Any larger transfers to and from Alvis should make sure to use alvis2 log-in node which is the dedicated data transfer node on Alvis.

ADDS - the Alvis Data Downloader Service🔗

The ADDS system is a service offered on Alvis which allows you to submit background tasks to download datasets consisting of a large number of individual files over HTTP/HTTPS to local storage.

If the data is stored on a different kind of storage resource like on Azure, S3, SSH/SFTP to another cluster, etc. then a tool like rclone is more suitable.

Data transfer jobs run in the background on a storage login node.

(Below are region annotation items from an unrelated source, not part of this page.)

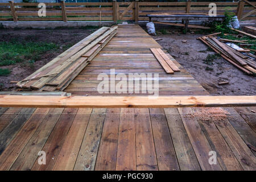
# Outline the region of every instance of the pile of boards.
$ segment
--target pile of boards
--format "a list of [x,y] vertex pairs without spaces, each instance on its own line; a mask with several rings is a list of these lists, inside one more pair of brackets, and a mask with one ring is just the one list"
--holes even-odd
[[256,56],[248,53],[247,50],[242,48],[234,49],[221,42],[226,42],[226,40],[221,39],[218,40],[215,35],[220,34],[221,33],[203,36],[199,39],[241,71],[249,75],[255,74]]
[[163,67],[163,69],[164,69],[166,73],[168,74],[174,74],[175,72],[180,72],[179,68],[161,49],[151,48],[150,50]]
[[23,90],[63,90],[117,33],[103,27],[19,81]]

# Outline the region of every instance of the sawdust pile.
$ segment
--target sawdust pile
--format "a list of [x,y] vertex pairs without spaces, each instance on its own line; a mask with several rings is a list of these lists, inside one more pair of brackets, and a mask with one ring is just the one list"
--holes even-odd
[[226,119],[230,114],[221,107],[196,108],[192,114],[187,114],[187,117],[203,121],[221,121]]

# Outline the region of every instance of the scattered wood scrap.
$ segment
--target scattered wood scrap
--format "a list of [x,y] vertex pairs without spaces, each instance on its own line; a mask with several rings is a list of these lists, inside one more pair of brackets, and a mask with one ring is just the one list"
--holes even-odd
[[16,85],[26,90],[63,90],[117,32],[103,27],[64,52]]
[[238,32],[240,32],[240,34],[243,34],[243,35],[250,36],[250,37],[252,37],[253,38],[256,39],[256,36],[255,36],[255,35],[251,35],[251,34],[250,34],[243,32],[242,31],[241,31],[241,30],[237,30],[237,29],[234,29],[234,28],[231,28],[231,30],[234,30],[235,31],[237,31]]
[[179,68],[172,62],[172,60],[160,48],[151,48],[155,57],[160,63],[161,65],[166,71],[166,73],[173,74],[175,72],[180,72]]
[[248,56],[249,54],[241,53],[213,36],[204,36],[199,38],[199,39],[244,72],[247,74],[256,73],[256,63],[254,59]]
[[219,85],[226,85],[229,84],[229,82],[228,81],[223,81],[223,82],[220,82],[218,83]]
[[[174,26],[177,26],[177,27],[184,27],[185,26],[185,24],[182,23],[169,23],[169,22],[156,22],[154,21],[153,22],[154,23],[158,23],[158,24],[168,24]],[[210,27],[204,27],[200,25],[195,25],[195,24],[188,24],[188,28],[199,28],[199,29],[205,29],[205,30],[209,30],[210,29]]]
[[256,35],[256,28],[254,27],[245,27],[243,30],[247,33]]

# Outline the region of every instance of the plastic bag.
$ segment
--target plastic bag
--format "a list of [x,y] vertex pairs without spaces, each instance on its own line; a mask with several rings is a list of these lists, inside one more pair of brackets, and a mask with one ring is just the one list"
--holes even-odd
[[147,32],[150,35],[156,35],[155,34],[155,25],[153,22],[148,22],[146,25],[147,29]]
[[232,22],[232,27],[235,29],[238,29],[240,27],[239,20],[237,16],[233,17],[233,21]]

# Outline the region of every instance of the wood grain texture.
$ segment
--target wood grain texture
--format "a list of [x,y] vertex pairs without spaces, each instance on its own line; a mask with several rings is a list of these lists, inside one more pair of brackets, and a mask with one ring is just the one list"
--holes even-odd
[[218,161],[216,164],[209,163],[209,152],[213,150],[197,120],[189,117],[192,114],[191,109],[178,108],[178,110],[202,170],[222,170]]
[[116,170],[136,170],[134,109],[121,108]]
[[92,110],[90,108],[78,110],[53,170],[73,170]]
[[52,108],[27,142],[10,170],[31,170],[47,139],[52,133],[64,109]]
[[40,165],[36,161],[32,171],[52,170],[76,115],[77,109],[65,109],[42,150],[46,154],[46,164]]
[[114,171],[117,165],[120,109],[108,109],[95,170]]
[[0,170],[9,170],[49,111],[38,108],[0,156]]
[[177,109],[164,108],[164,113],[180,170],[201,170]]
[[148,108],[134,109],[137,171],[158,170],[155,144]]
[[150,108],[150,112],[159,169],[179,170],[163,109]]
[[106,109],[93,110],[74,170],[94,170],[105,113]]

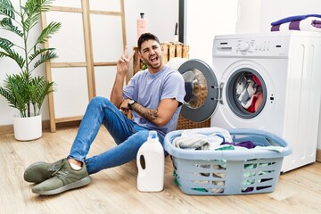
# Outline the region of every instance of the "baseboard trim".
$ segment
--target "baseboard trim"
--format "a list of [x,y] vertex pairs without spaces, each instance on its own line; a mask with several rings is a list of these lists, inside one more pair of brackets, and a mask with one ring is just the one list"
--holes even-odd
[[317,149],[317,161],[321,162],[321,149]]
[[[57,128],[63,128],[63,127],[74,127],[79,126],[81,120],[74,120],[74,121],[68,121],[68,122],[62,122],[57,123]],[[43,129],[50,128],[50,121],[49,120],[43,120],[42,123]],[[11,134],[13,133],[13,125],[4,125],[0,126],[0,135]]]

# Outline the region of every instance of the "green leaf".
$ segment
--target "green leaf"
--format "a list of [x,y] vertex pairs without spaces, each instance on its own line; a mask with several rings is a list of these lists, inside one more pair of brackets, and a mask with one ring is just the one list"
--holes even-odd
[[20,30],[17,26],[14,26],[12,24],[12,19],[4,18],[0,21],[0,25],[3,27],[4,29],[13,32],[16,35],[18,35],[19,37],[23,37],[23,32],[21,32],[21,30]]
[[0,15],[15,19],[14,8],[10,0],[0,0]]
[[34,69],[36,69],[37,67],[38,67],[45,62],[54,59],[54,58],[56,58],[56,57],[57,57],[57,54],[54,52],[53,52],[53,51],[45,52],[45,54],[41,54],[40,59],[37,62],[36,62],[36,63],[34,64]]

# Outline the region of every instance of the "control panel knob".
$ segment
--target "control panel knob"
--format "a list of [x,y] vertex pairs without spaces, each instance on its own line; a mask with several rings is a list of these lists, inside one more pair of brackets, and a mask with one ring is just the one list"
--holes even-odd
[[243,51],[243,52],[246,52],[247,50],[249,50],[250,45],[247,42],[241,42],[239,44],[239,50]]

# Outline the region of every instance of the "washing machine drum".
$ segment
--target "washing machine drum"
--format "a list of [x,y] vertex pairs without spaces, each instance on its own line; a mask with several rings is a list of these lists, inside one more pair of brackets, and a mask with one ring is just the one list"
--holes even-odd
[[185,85],[185,96],[181,114],[193,121],[202,122],[210,118],[218,102],[218,79],[211,68],[197,59],[173,58],[168,65],[178,70]]

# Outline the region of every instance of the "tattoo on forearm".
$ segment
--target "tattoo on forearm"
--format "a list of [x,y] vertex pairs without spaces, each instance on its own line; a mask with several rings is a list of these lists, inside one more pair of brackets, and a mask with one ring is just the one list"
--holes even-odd
[[152,121],[158,118],[158,111],[155,109],[148,109],[139,103],[135,103],[132,107],[135,111],[149,121]]

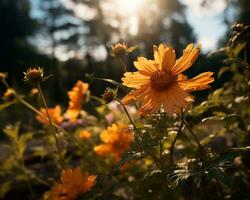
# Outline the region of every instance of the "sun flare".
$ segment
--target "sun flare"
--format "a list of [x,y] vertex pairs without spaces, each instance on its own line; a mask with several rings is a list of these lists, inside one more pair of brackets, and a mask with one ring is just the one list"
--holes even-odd
[[135,13],[145,0],[114,0],[118,10],[124,13]]

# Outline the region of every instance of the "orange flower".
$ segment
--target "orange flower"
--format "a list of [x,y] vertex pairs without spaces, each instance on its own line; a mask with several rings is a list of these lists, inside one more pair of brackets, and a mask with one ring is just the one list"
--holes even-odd
[[66,111],[67,117],[71,122],[75,123],[78,115],[81,112],[82,103],[86,97],[89,84],[82,81],[77,81],[76,85],[68,92],[69,107]]
[[52,200],[74,200],[81,194],[89,191],[96,183],[96,176],[82,173],[79,167],[63,170],[61,183],[51,190]]
[[141,103],[140,114],[146,115],[159,111],[161,107],[169,114],[178,114],[187,108],[193,99],[188,92],[209,88],[214,81],[213,72],[204,72],[187,79],[182,72],[195,62],[200,49],[189,44],[182,57],[176,60],[171,46],[160,44],[154,47],[154,60],[139,57],[134,62],[137,72],[127,72],[122,78],[123,85],[134,88],[123,98],[128,104],[133,100]]
[[[40,108],[41,113],[43,113],[43,115],[45,117],[47,117],[47,112],[45,108]],[[60,124],[63,121],[63,117],[61,115],[62,110],[61,107],[59,105],[57,105],[55,108],[49,108],[49,115],[52,119],[52,121],[56,124]],[[41,122],[44,125],[49,125],[49,120],[45,119],[44,117],[40,116],[40,115],[36,115],[36,119]]]
[[91,137],[91,133],[89,131],[82,130],[82,131],[80,131],[79,137],[82,140],[86,140],[86,139],[89,139]]
[[123,124],[113,124],[100,134],[104,144],[94,147],[99,156],[113,155],[115,162],[119,162],[121,154],[129,148],[133,139],[131,131]]

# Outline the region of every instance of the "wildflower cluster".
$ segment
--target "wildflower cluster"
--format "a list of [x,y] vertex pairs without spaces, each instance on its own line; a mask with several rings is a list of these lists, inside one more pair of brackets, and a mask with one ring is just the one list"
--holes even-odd
[[[0,112],[18,103],[44,125],[41,129],[30,120],[28,128],[16,123],[3,129],[8,142],[0,145],[7,149],[0,156],[0,198],[19,184],[29,191],[28,198],[43,200],[248,199],[239,194],[250,188],[244,38],[249,38],[249,26],[234,25],[223,49],[232,80],[217,90],[211,87],[211,69],[192,78],[184,74],[199,56],[201,47],[194,44],[179,58],[170,45],[153,46],[153,59],[138,57],[133,72],[127,72],[124,58],[135,46],[114,45],[112,55],[126,71],[121,81],[93,78],[114,84],[94,96],[91,83],[78,80],[65,94],[66,107],[48,106],[42,68],[24,73],[24,80],[35,84],[28,96],[10,87],[7,75],[0,73],[6,87]],[[195,102],[191,92],[200,90],[209,95]],[[212,190],[215,198],[209,196]]]

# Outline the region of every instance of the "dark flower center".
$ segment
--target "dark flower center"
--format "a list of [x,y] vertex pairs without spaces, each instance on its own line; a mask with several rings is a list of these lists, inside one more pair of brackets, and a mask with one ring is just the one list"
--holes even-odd
[[150,78],[152,88],[157,91],[163,91],[169,88],[174,81],[175,77],[169,71],[157,70]]

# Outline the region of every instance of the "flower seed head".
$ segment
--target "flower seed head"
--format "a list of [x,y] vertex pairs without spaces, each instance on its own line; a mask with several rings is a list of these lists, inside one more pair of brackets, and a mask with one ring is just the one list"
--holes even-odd
[[27,72],[24,72],[24,81],[27,82],[39,82],[44,80],[43,69],[38,68],[29,68]]
[[3,94],[4,101],[13,101],[15,98],[15,91],[13,89],[8,88],[6,92]]
[[117,92],[117,89],[107,88],[103,94],[104,102],[107,104],[113,101],[117,96]]
[[0,81],[6,79],[7,73],[0,72]]
[[115,57],[124,57],[127,54],[127,45],[126,44],[115,44],[112,46],[112,55]]

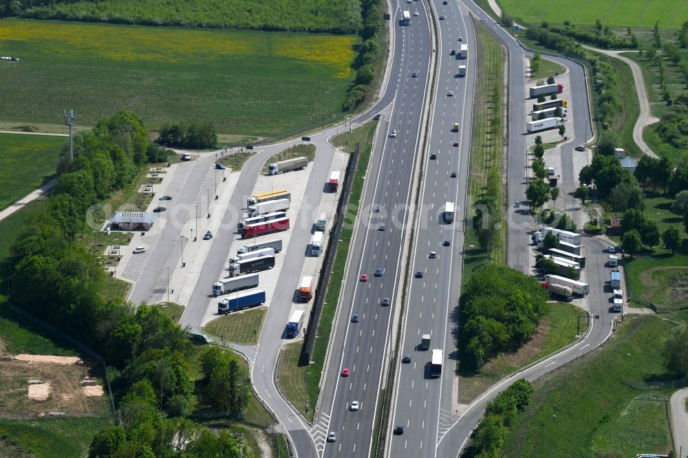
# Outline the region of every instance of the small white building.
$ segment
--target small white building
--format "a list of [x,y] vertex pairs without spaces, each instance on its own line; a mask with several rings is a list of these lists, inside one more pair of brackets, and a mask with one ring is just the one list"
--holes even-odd
[[155,217],[146,212],[115,212],[110,218],[110,227],[122,230],[148,230]]
[[621,160],[621,168],[626,168],[631,173],[633,173],[636,171],[636,167],[637,166],[638,162],[630,156],[626,156]]

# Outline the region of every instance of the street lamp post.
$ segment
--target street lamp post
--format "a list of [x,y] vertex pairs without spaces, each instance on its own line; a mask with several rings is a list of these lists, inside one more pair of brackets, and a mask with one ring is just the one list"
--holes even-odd
[[170,268],[165,268],[167,269],[167,303],[169,303],[170,301]]

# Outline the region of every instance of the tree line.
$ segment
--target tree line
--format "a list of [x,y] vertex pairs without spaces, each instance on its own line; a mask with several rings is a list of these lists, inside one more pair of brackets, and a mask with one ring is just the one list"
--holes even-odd
[[358,34],[363,41],[358,47],[354,67],[356,79],[349,88],[344,102],[344,109],[353,111],[368,91],[368,86],[375,78],[375,61],[380,54],[378,32],[383,25],[383,13],[380,0],[361,0],[361,16],[363,26]]
[[547,313],[547,292],[535,279],[511,268],[486,264],[473,270],[459,306],[458,348],[462,371],[527,342]]
[[[74,160],[68,163],[65,150],[46,210],[11,246],[10,301],[105,358],[118,422],[96,435],[89,456],[208,456],[206,450],[241,456],[241,441],[211,434],[184,417],[195,397],[218,411],[241,414],[250,392],[238,357],[206,350],[197,389],[186,332],[159,309],[105,298],[105,272],[78,237],[89,206],[129,185],[160,150],[129,112],[76,135]],[[179,444],[185,442],[170,440],[178,434],[189,438],[184,454]]]

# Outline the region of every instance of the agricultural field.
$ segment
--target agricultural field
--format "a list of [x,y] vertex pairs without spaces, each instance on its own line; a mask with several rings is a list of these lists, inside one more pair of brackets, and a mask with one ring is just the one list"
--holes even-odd
[[568,20],[577,25],[594,25],[599,19],[610,27],[654,26],[659,21],[663,28],[680,28],[688,17],[688,2],[684,0],[497,0],[509,14],[526,23],[546,21],[561,23]]
[[[49,3],[49,2],[43,2]],[[101,0],[54,1],[20,14],[36,19],[147,25],[356,33],[358,0]]]
[[[149,129],[212,121],[270,136],[341,112],[354,35],[0,20],[1,122],[80,126],[128,109]],[[69,43],[69,46],[64,43]],[[284,116],[289,113],[289,116]]]
[[[11,113],[6,113],[11,116]],[[0,133],[0,210],[55,175],[64,137]]]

The user-facing interface is a command line tool addsctl.

Datasets🔗

A dataset consists of a set of URLs to individual data files which shall be downloaded into a directory on local storage. The tools on offer accept text files with one URL per line and prepares tasks for the downloader backend to work through.

The `addsctl` tool🔗

For command line access on the I/O login node alvis2 there is an addsctl tool that can report the status of pending and completed tasks, as well as convert file listings for a dataset into a download request. The tool has several subcommands.

`addsctl request DATASET BASEDIR URLFILE`🔗

Schedule a download for a dataset into a given directory on cluster storage which downloads all the files from the URL list file provided on the command line.

The URL list file should contain one plaintext URL per line. Note that as the files are collected in a single directory if multiple links have the same filename the resulting files will collide.

Links are deduplicated and fed to the download backend. Progress information can be queried with the status subcommand or by looking in the book-keeping directories outlined below. Files are stored directly in the dataset directory without any nested directories.

`addsctl status [DATASET]`🔗

Reports approximate status for the download of a specific dataset or for all known datasets.

State directory structure for advanced users🔗

The downloader state is kept in a hidden directory .alvis-data-downloader under the user home directory.

Request information is stored in JSON files that move across the directories as downloading progresses and can be directly inspected if the frontend tools are not sufficient.